The defect also leaks the IRQ resource itself, leaving an entry bound to a driver instance that no longer exists. The upstream fix reorders the cleanup so that free_irq() runs before the driver-private allocations are released along the failure path.
Root Cause
The root cause is missing teardown in the probe error path of the MPC52xx SPI driver. Interrupt registration occurs before SPI controller registration, but the failure handler for controller registration omits the symmetric free_irq() call. The driver state thus outlives the resource lifetime expected by the kernel interrupt subsystem.
Attack Vector
Triggering this condition requires the registration failure path to execute on a system where the MPC52xx SPI driver is loaded. The flaw is local in nature and tied to driver initialization behavior rather than remote input. Exploitation would depend on inducing the failure condition and racing the freed interrupt handler against allocator reuse of the released memory.
No public proof-of-concept code is referenced in the advisory. Readers should consult the upstream commits for the exact code transformation applied.

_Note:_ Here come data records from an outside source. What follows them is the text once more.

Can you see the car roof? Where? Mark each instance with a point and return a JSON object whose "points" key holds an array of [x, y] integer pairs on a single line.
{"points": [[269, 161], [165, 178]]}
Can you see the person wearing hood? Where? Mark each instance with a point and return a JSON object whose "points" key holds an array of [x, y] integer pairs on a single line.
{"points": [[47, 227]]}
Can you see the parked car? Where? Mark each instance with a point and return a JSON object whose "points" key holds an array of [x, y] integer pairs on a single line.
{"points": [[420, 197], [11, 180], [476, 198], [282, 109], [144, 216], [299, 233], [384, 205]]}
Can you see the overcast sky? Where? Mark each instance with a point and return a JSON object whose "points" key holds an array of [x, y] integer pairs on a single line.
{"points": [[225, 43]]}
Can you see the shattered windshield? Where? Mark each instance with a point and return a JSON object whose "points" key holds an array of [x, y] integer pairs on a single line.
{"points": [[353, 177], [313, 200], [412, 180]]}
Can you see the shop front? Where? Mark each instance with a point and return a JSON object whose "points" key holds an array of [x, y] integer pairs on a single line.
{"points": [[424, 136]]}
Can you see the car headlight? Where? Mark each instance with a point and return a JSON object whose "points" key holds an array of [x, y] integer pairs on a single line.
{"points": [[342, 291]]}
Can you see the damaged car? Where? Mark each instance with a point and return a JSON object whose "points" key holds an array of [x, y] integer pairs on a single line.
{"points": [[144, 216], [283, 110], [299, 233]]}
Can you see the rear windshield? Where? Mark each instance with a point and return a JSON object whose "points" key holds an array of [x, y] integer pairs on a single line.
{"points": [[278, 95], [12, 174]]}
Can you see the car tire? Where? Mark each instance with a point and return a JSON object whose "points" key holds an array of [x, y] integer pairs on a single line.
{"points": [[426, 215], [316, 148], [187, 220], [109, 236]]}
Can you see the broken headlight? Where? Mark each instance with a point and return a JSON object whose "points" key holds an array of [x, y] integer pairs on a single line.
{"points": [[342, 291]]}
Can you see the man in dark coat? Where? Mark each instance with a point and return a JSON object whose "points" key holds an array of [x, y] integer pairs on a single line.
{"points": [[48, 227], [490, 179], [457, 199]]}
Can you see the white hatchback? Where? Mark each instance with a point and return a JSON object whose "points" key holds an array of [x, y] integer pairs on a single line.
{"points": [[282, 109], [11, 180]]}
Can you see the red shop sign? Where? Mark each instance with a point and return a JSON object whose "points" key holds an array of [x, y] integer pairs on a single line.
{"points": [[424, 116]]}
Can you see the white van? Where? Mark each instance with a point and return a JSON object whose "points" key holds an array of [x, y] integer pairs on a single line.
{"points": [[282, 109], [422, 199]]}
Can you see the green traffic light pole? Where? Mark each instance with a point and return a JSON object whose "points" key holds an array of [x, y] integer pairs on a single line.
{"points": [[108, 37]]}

Detection Methods for CVE-2026-46241
Indicators of Compromise
- Kernel oops or panic messages referencing mpc52xx_spi symbols during or shortly after module load failure
- KASAN (Kernel Address Sanitizer) reports indicating use-after-free in SPI interrupt handler paths
- Unexpected interrupt activity on IRQ lines associated with an SPI controller that failed to register
Detection Strategies
- Audit running kernel versions on PowerPC MPC52xx-based systems and compare against the fixed stable releases referenced in the upstream commits
- Enable KASAN and lockdep in test builds to surface use-after-free behavior during driver probe failure simulations
- Review dmesg for spi_register_controller failure messages followed by interrupt-related faults
Monitoring Recommendations
- Centralize kernel logs from embedded and industrial Linux assets and alert on driver probe failures involving SPI subsystems
- Track kernel crash dumps from fleet endpoints and correlate stack traces against known SPI driver symbols
- Maintain an inventory of kernel versions deployed across embedded fleets to confirm patch propagation
How to Mitigate CVE-2026-46241
Immediate Actions Required
- Update affected systems to a Linux kernel release that includes the upstream fix commits for the spi-mpc52xx driver
- For custom or vendor kernels, backport the change so that free_irq() is called on the controller registration failure path
- Restrict physical and administrative access to MPC52xx-based devices while patching is scheduled
Patch Information
The fix has been merged into the mainline and stable Linux kernel trees. Refer to the upstream commits: Kernel Git Commit 336d9a, Kernel Git Commit 5c77f1, Kernel Git Commit 8b49b6, and Kernel Git Commit f62c06.
Workarounds
- If the MPC52xx SPI controller is not required, blacklist the spi-mpc52xx module to prevent the vulnerable probe path from executing
- Disable the SPI controller in the device tree on platforms where it is not in use
- Limit local access to trusted operators on systems that cannot be immediately updated
# Configuration example: prevent loading the affected driver until patched
echo 'blacklist spi-mpc52xx' | sudo tee /etc/modprobe.d/cve-2026-46241.conf
sudo update-initramfs -u
Disclaimer: This content was generated using AI. While we strive for accuracy, please verify critical information with official sources.